В землянку вошел боец Карабутенко и, оглядев тушку бобра, громко сказал:

— Голова собачья, хвост рыбачий, а разум человечий — так народ говорит у нас, об этом звере.

Карабутенко был родом из Воронежской области, где водятся бобры, и не раз наблюдал образ жизни этих ценных животных, дающих прочный мех, питательное мясо и пахучий мускус.

В землянке сгрудились бойцы. Всем хотелось взглянуть на бобра. Сорока, стиснув кулаки, волновался:

— Как же они их добывали?

— Очень просто, — произнес плечистый боец в замусоленной шинели, извлекая из угла три дробовых двустволки. — Они их стреляли, видимо, мясом бобров питались.

Каждый из бойцов старался притронуться к тушке бобра, удивляясь необычайному хвосту зверя, похожему на лопату.
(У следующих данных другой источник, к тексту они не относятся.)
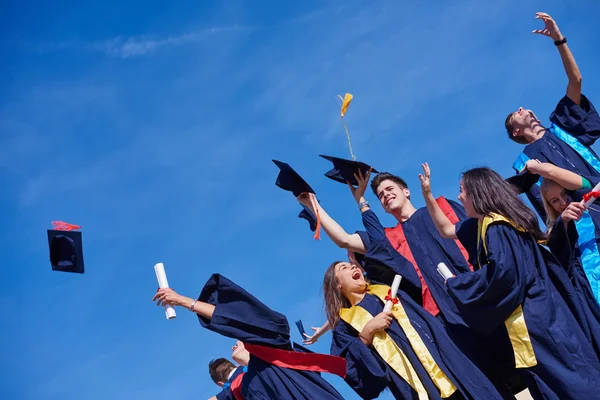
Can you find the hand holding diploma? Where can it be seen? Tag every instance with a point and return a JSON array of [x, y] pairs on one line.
[[393, 294]]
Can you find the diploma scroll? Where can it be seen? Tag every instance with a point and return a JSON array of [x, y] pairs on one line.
[[394, 292], [444, 271], [589, 201], [163, 283]]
— Чему ж тут удивляться? — сказал Карабутенко. — Хвост у бобра — это его руль. Я видел, как бобр плавает: он гребет задними лапками, а его лопатообразный, сплющенный хвост управляет движением, точно настоящий руль. Бобр плавает медленно, но под водой может оставаться больше пяти минут.

Сорока поднял тушку бобра за задние ноги и объяснил:

— Я тоже не раз наблюдал образ жизни бобров в здешних местах. Раз свежезагрызенного бобра нашел на Гурбянке. Оказалось, что его загрыз другой бобр: бобры не любят пришельцев с других мест. Смотрите, какой это сильный зверь.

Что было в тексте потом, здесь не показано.